Offre surabondante, importants stocks d’invendus, inadéquation entre l’offre et la demande, fortes corrections des prix à Marrakech, Tanger, Fès, Meknès, surendettement de promoteurs, accumulation d’impayés bancaires, d’agios, ralentissement des mises en chantier... La situation est tellement inquiétante que certains promoteurs mettent la clé sous le paillasson. «L’immobilier est une activité cyclique.
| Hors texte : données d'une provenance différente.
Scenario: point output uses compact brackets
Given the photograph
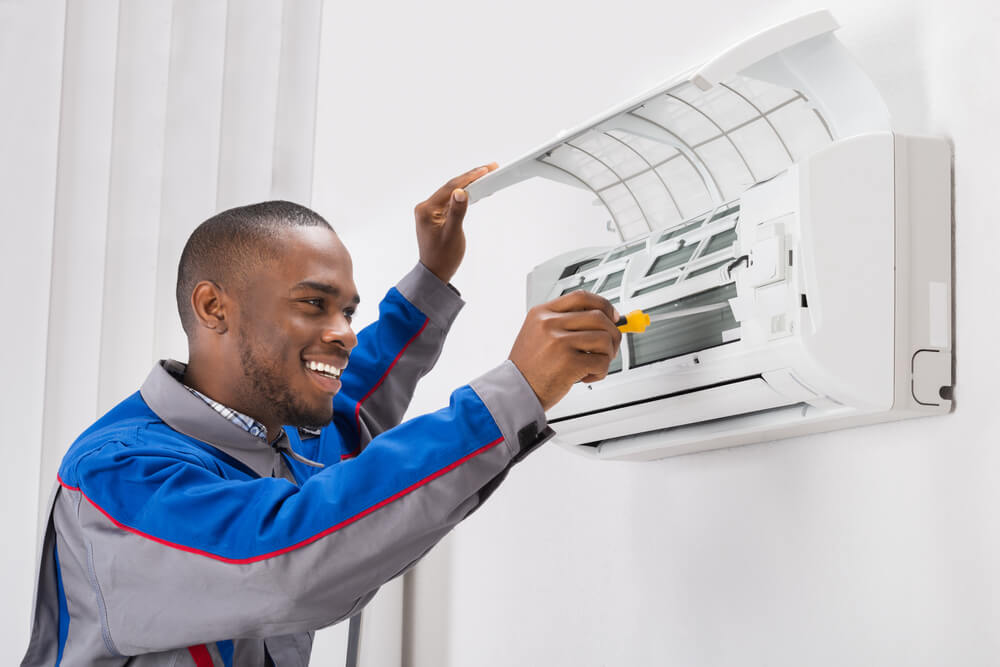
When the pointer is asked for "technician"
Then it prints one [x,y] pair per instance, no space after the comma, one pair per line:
[265,489]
Le secteur s’inscrit dans des cycles plus longs avec des rentabilités différées», analyse Abdellatif Zaghnoun, DG de la Caisse de dépôt et de gestion. Voilà qui résume parfaitement bien la situation actuelle du marché, surtout auprès des gros opérateurs.
Chez quasiment tous les promoteurs, il y a de fortes inquiétudes sur les méventes et les volumes de stocks d’invendus malgré la baisse des taux d’intérêt bancaires.

En effet, d’importants stocks sont un peu partout, aussi bien auprès des petits promoteurs que de grands groupes structurés, a fortiori dans le logement social. De l’avis de promoteurs eux-mêmes, le concept des logements sociaux montre ses limites, le  produit s’essouffle suite au tassement de la demande... Pour écouler les stocks, des opérateurs pratiquent des remises des prix, opèrent des aménagements avec piscine, ascenseurs, cuisine équipée, ameublement offert, tambolas...
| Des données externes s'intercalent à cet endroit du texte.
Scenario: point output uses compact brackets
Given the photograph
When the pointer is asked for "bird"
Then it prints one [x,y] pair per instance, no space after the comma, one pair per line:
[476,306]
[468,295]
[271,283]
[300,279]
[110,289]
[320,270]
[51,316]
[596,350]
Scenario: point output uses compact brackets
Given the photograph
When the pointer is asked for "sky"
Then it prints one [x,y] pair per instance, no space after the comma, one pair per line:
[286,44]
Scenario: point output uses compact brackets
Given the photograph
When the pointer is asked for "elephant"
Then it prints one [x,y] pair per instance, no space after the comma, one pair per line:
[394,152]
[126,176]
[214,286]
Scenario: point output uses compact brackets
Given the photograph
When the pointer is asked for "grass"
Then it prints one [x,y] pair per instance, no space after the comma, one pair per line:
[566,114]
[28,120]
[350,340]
Sauf que cela n’emballe pas grand-monde. «L’offre est certes abondante, mais la demande ne suit pas. L’essoufflement de ce type de produit s’explique d’abord par une offre pléthorique et inadaptée dans de nombreuses villes», précise un analyste. Il va falloir lancer de grosses opérations de déstockage et revoir le dispositif.
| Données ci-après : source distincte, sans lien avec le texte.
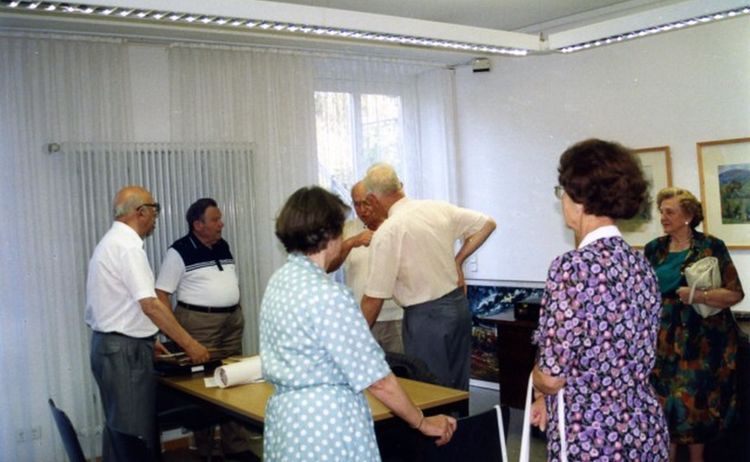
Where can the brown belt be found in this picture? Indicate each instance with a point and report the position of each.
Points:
(208, 309)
C’est même une question de survie pour un segment qui représente 40% de la demande.  Face à cette situation, la tutelle a décidé de recadrer ce type de produit en 2018. La nouveauté réside dans le lancement dès l’année prochaine d’un logement social «amélioré».

Un produit dont le prix varie entre 250.000 et 450.000 DH. L’enjeu est de rehausser les standards, améliorer la qualité des matériaux, mettre en place un cahier des charges plus exigeant, optimiser les superficies et le nombre de pièces, assurer une corrélation entre l’offre et la demande tout en garantissant des relais de croissance inscrits dans la durée avec l’émergence d’une nouvelle demande. L’autre priorité du marché consiste à revoir de fond en comble le dispositif pour la classe moyenne.

Un concept pratiquement impossible dans les grandes villes (Casablanca, Rabat...) compte tenu de la cherté du foncier. Du coup, ce produit  n’a pas eu l’adhésion des promoteurs, qui n’y trouvent pas suffisamment d’incitations. Sur ce registre, le ministère de tutelle promet de mettre en place des mesures attractives  pour optimiser l’adhésion des opérateurs, surtout par rapport à un produit très attendu par la classe moyenne résidente des grandes agglomérations.